Malainse, thanks for the response. I did see that section in the rule book. I do understand about sex identification and the head being present. If all of the deer is present and coming out together (3 or 4 guys) at the same time, would it still be frowned upon? Antlers naturally attached, scrotum left naturally attached (we only buck hunt this area). Basically just running a knife through the deer 2 or 3 times without breaking it down further till final butchering. I do realize it would be stretching the law a bit-or would it be simply going to far? I don't see a violation against what the rule states but I fully respect the opinion of the appropriate authority. Which is the only one that maters.


----------



## srconnell22 (Aug 27, 2007)

Linda G. said:


> I don't think you can quarter an elk and pack it out in Michigan, they would prefer that you get help...that may have changed in the last few years, tho.
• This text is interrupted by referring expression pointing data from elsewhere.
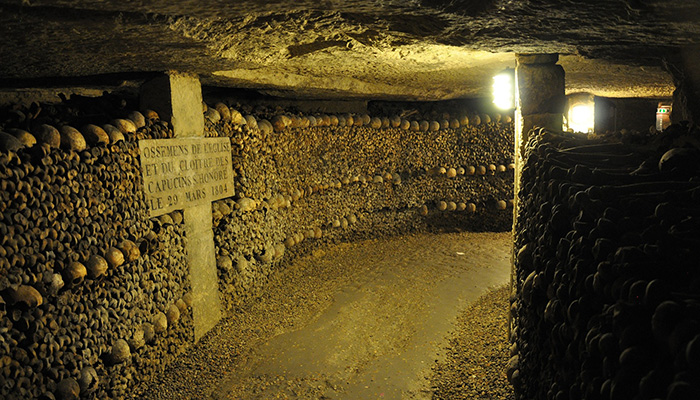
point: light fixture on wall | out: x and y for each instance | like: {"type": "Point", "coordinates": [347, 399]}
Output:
{"type": "Point", "coordinates": [663, 116]}
{"type": "Point", "coordinates": [580, 116]}
{"type": "Point", "coordinates": [504, 89]}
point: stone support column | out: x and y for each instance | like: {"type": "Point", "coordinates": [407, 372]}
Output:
{"type": "Point", "coordinates": [540, 101]}
{"type": "Point", "coordinates": [177, 98]}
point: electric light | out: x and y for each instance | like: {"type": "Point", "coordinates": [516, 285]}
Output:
{"type": "Point", "coordinates": [582, 118]}
{"type": "Point", "coordinates": [504, 90]}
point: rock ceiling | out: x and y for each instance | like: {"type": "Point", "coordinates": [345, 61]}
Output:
{"type": "Point", "coordinates": [383, 49]}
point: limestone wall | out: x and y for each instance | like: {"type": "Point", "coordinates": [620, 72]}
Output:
{"type": "Point", "coordinates": [76, 320]}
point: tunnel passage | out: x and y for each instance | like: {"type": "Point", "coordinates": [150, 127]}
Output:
{"type": "Point", "coordinates": [97, 296]}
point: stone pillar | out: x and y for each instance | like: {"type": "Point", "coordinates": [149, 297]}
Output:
{"type": "Point", "coordinates": [540, 100]}
{"type": "Point", "coordinates": [177, 98]}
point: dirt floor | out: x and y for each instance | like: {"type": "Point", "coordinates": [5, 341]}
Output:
{"type": "Point", "coordinates": [378, 319]}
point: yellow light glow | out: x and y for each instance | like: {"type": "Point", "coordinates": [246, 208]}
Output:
{"type": "Point", "coordinates": [503, 91]}
{"type": "Point", "coordinates": [582, 118]}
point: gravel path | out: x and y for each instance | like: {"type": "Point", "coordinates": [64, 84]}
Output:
{"type": "Point", "coordinates": [361, 320]}
{"type": "Point", "coordinates": [477, 354]}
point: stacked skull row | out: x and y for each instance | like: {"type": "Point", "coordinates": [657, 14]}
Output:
{"type": "Point", "coordinates": [92, 292]}
{"type": "Point", "coordinates": [301, 180]}
{"type": "Point", "coordinates": [607, 304]}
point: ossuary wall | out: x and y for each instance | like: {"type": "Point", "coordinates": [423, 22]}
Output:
{"type": "Point", "coordinates": [606, 302]}
{"type": "Point", "coordinates": [95, 295]}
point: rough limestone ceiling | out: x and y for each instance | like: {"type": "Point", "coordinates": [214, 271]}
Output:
{"type": "Point", "coordinates": [418, 49]}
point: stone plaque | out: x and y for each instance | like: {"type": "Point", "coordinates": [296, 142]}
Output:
{"type": "Point", "coordinates": [178, 173]}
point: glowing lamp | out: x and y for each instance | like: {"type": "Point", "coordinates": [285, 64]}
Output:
{"type": "Point", "coordinates": [504, 90]}
{"type": "Point", "coordinates": [580, 116]}
{"type": "Point", "coordinates": [663, 116]}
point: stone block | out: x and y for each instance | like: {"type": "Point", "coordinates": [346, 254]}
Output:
{"type": "Point", "coordinates": [177, 98]}
{"type": "Point", "coordinates": [540, 89]}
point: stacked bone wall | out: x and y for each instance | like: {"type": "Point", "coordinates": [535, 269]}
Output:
{"type": "Point", "coordinates": [607, 302]}
{"type": "Point", "coordinates": [75, 318]}
{"type": "Point", "coordinates": [301, 182]}
{"type": "Point", "coordinates": [77, 321]}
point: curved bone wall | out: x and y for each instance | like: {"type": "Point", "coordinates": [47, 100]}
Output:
{"type": "Point", "coordinates": [95, 296]}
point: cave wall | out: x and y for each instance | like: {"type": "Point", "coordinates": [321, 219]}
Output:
{"type": "Point", "coordinates": [606, 297]}
{"type": "Point", "coordinates": [94, 294]}
{"type": "Point", "coordinates": [95, 298]}
{"type": "Point", "coordinates": [304, 183]}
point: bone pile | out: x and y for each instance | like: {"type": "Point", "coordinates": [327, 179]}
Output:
{"type": "Point", "coordinates": [607, 291]}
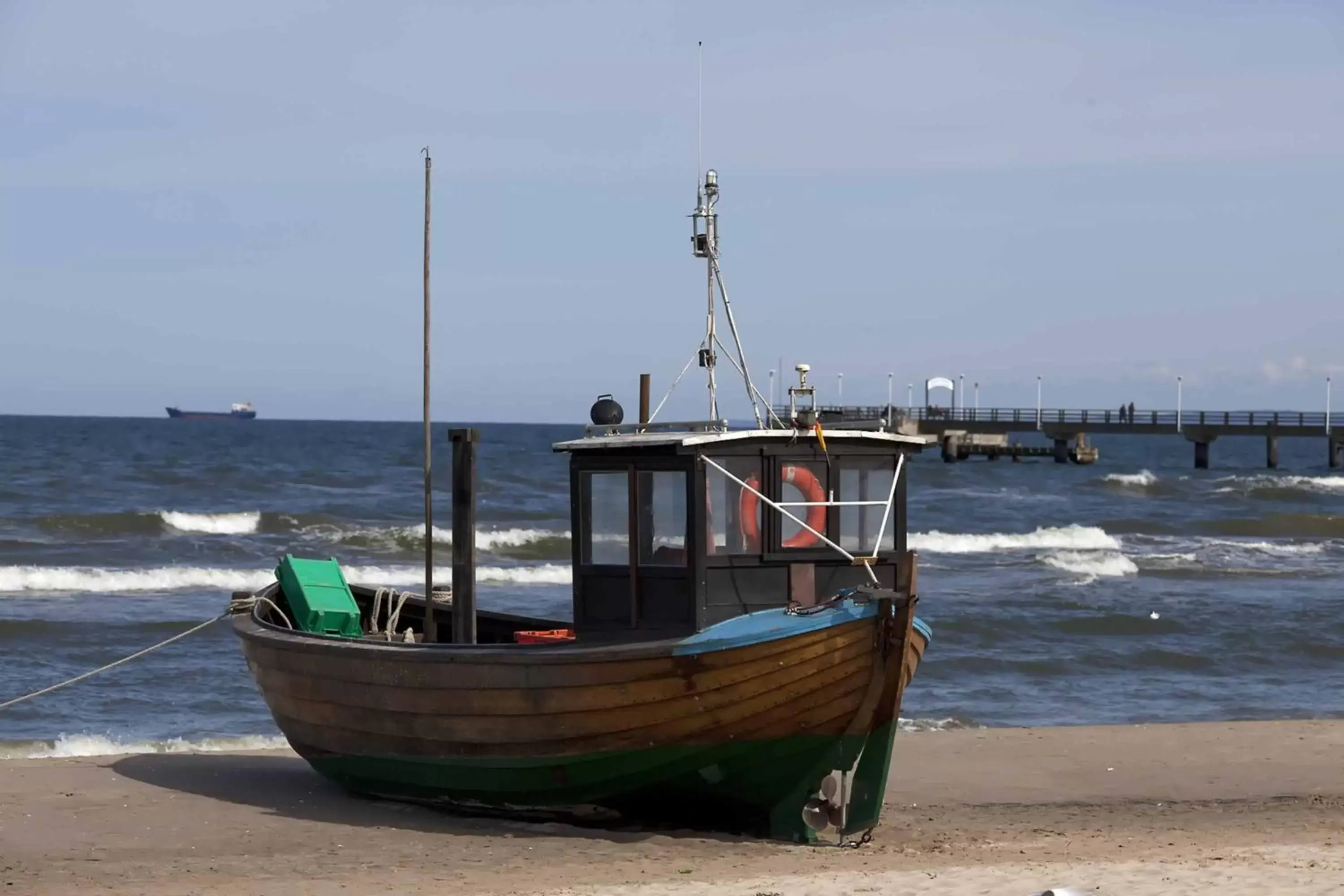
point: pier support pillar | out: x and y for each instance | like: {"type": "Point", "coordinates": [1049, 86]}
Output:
{"type": "Point", "coordinates": [1201, 456]}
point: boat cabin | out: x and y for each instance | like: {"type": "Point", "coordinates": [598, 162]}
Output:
{"type": "Point", "coordinates": [679, 530]}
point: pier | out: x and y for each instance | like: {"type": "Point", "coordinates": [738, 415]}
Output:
{"type": "Point", "coordinates": [986, 432]}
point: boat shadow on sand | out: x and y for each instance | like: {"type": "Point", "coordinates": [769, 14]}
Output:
{"type": "Point", "coordinates": [288, 788]}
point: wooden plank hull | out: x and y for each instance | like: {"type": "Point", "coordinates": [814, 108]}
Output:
{"type": "Point", "coordinates": [707, 738]}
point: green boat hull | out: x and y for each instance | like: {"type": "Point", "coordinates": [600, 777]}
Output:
{"type": "Point", "coordinates": [752, 788]}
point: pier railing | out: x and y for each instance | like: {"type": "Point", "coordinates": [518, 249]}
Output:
{"type": "Point", "coordinates": [1082, 417]}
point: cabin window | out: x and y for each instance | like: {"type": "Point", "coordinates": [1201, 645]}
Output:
{"type": "Point", "coordinates": [865, 480]}
{"type": "Point", "coordinates": [607, 539]}
{"type": "Point", "coordinates": [801, 485]}
{"type": "Point", "coordinates": [663, 517]}
{"type": "Point", "coordinates": [733, 513]}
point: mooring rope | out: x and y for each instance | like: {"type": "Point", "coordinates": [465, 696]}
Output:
{"type": "Point", "coordinates": [234, 606]}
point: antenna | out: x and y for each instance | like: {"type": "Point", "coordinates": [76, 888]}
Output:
{"type": "Point", "coordinates": [699, 111]}
{"type": "Point", "coordinates": [429, 632]}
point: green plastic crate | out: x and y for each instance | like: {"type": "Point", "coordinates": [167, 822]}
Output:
{"type": "Point", "coordinates": [319, 597]}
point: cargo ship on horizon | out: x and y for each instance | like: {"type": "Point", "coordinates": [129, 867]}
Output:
{"type": "Point", "coordinates": [242, 412]}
I had to quarter this one and pack it out this past September, it's legal.


----------



## kracker (Jan 25, 2013)

srconnell22 said:


> I had to quarter this one and pack it out this past September, it's legal.


Nice job on the bull! Is that just a special provision for elk?


----------



## srconnell22 (Aug 27, 2007)

kracker said:


> Nice job on the bull! Is that just a special provision for elk?


The hunter pulled a tag in the lottery to hunt them.


----------



## kracker (Jan 25, 2013)

Srconnell22, sorry for the confusion in my question for you. I ment to ask if if there was a provision just for elk to be quartered because of their size? Thanks for your response.


----------



## srconnell22 (Aug 27, 2007)

kracker said:


> Srconnell22, sorry for the confusion in my question for you. I ment to ask if if there was a provision just for elk to be quartered because of their size? Thanks for your response.


No idea. I do know that animal was about two miles further back in than I wanted to drag that morning and it was starting to warm up. 

I believe there is something in regards to quartering the elk in the FAQ's in the packet the DNR sends to the hunters as well. 

The DNR's only concern during the elk season is that the animal is taken out of the woods before it spoils and they will do almost anything they can to help you achieve that. I can't even count the number of times the DNR has helped drag elk out with us.


----------